I understand, I think, what you are trying to say here. It is true that in some sense music just is. In fact some music always "just is". Cage taught some of us that. But I think the overwhelming amount of music that TC members and all other music listeners experience is different from music that "just is".

The Bartok Piano Quintet that I'm currently listening to obviously exists whether I listen or not. In that sense it 
"just is". *But* I did 2 things _in order to _ experience it. First, I _chose to listen to music _. Second, I _chose to listen to Bartok's Piano Quintet and not some other work_. The answer to the questions, "Why did you choose to listen to music?" and "Why did you choose to listen to Bartok's Piano Quintet?" get to the issue of "using" music. I _chose_ to use the music to experience it's beauty and make me feel emotionally happier, for example. That is why I "used" the music.

You clearly choose music and obviously have a reason for choosing both to listen and to listen to a specific work. I believe that those reasons, when generalized, would answer the OP question.


----------



## moody (Nov 5, 2011)

mmsbls said:


> i understand, i think, what you are trying to say here. It is true that in some sense music just is. In fact some music always "just is". Cage taught some of us that. But i think the overwhelming amount of music that tc members and all other music listeners experience is different from music that "just is".
> 
> The bartok piano quintet that i'm currently listening to obviously exists whether i listen or not. In that sense it
> "just is". *but* i did 2 things _in order to _ experience it. First, i _chose to listen to music _. Second, i _chose to listen to bartok's piano quintet and not some other work_. The answer to the questions, "why did you choose to listen to music?" and "why did you choose to listen to bartok's piano quintet?" get to the issue of "using" music. I _chose_ to use the music to experience it's beauty and make me feel emotionally happier, for example. That is why i "used" the music.
> ...


shiver me timbers!


----------



## science (Oct 14, 2010)

I considered mentioning my discomfort with the word "use," but I found I couldn't express it very well, and anyway the OP already signaled his own by putting it in quotes.


----------



## PetrB (Feb 28, 2012)

Argus said:


> That wasn't intended to be funny.
> 
> That last part hurt my feelings, man. It really hits hard when an anonymous stranger on an internet forum feels sorry for me.
> 
> Don't Men of Science have emotions too.

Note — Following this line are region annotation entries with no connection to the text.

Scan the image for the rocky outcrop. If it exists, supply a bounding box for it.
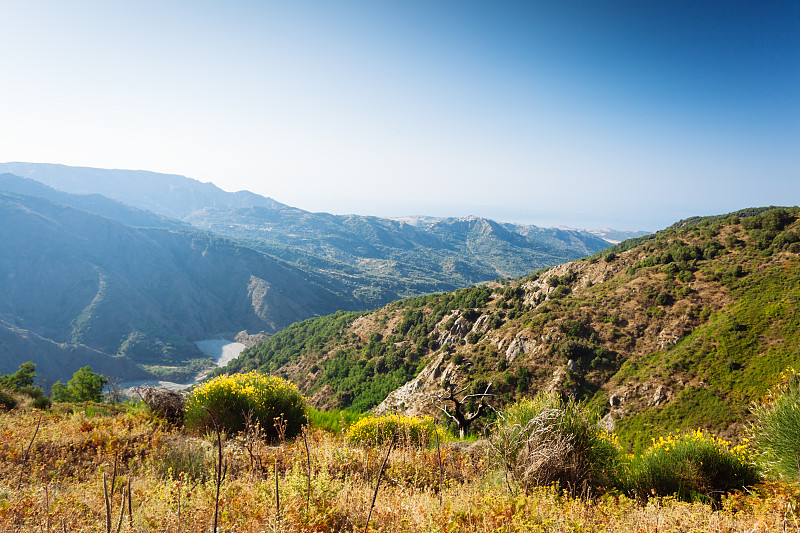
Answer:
[372,353,460,416]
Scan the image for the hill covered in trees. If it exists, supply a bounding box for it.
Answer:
[0,163,624,308]
[226,208,800,441]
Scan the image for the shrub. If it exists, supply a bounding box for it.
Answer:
[134,385,186,425]
[750,370,800,481]
[347,414,444,447]
[489,393,620,493]
[0,389,19,410]
[51,366,108,402]
[624,430,759,502]
[184,371,306,440]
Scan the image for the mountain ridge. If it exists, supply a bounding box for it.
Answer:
[220,207,800,446]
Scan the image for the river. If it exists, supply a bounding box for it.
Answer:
[121,339,245,396]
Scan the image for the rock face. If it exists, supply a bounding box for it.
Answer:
[372,353,459,416]
[0,193,340,380]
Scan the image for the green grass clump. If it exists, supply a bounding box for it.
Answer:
[489,393,621,493]
[346,415,445,447]
[752,370,800,481]
[308,407,364,435]
[623,429,760,502]
[184,372,306,440]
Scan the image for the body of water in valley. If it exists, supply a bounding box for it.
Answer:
[121,339,245,396]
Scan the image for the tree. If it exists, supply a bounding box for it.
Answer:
[51,366,108,402]
[431,383,494,439]
[0,361,36,391]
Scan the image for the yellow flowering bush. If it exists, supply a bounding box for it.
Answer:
[347,414,444,446]
[625,429,760,501]
[184,371,306,440]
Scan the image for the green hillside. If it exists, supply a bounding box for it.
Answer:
[222,208,800,444]
[0,192,353,381]
[0,163,618,308]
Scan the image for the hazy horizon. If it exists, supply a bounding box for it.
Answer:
[0,0,800,231]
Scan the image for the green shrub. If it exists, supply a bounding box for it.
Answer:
[751,370,800,481]
[308,407,363,434]
[623,430,759,502]
[347,415,445,447]
[0,389,19,411]
[489,393,620,493]
[184,372,306,440]
[51,366,108,402]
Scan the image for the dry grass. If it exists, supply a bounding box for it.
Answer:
[0,412,800,533]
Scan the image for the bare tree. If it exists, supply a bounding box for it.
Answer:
[431,382,494,439]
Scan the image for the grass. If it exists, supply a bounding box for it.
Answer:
[0,409,800,533]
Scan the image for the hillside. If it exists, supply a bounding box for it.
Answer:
[0,163,626,309]
[0,193,352,379]
[227,208,800,445]
[185,207,610,308]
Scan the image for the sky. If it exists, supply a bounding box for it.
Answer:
[0,0,800,231]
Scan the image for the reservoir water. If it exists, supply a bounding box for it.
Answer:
[122,339,245,394]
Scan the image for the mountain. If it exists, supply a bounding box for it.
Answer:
[0,163,610,309]
[0,173,186,230]
[0,191,355,379]
[224,207,800,447]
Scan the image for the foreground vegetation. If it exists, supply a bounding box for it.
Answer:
[0,403,800,533]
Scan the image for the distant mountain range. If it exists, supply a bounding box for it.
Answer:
[0,163,644,379]
[0,189,346,384]
[223,207,800,449]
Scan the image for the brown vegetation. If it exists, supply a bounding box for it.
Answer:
[0,406,800,533]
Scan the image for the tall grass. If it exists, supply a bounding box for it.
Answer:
[489,393,620,494]
[751,369,800,481]
[622,430,760,502]
[0,410,800,533]
[308,407,364,435]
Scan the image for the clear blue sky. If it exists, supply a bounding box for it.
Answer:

Not to worry, you're a man of science - detached from caring, impartial: and it is virtual pity, not real.

I am a tich saddened to be reminded about how youth can tend to think they 'own' earnestness and how often, too, they can completely lack anything near like a sense of humor, about their self, others, or just about anything. Painful memory.


----------



## Ukko (Jun 4, 2010)

science said:


> I considered mentioning my discomfort with the word "use," but I found I couldn't express it very well, and anyway the OP already signaled his own by putting it in quotes.


I am obviously missing something, because I don't understand that discomfort. What's the problem there?


----------



## quack (Oct 13, 2011)

Music is my map
Music is my sunglasses
Music is my wilderness


----------



## science (Oct 14, 2010)

Hilltroll72 said:


> I am obviously missing something, because I don't understand that discomfort. What's the problem there?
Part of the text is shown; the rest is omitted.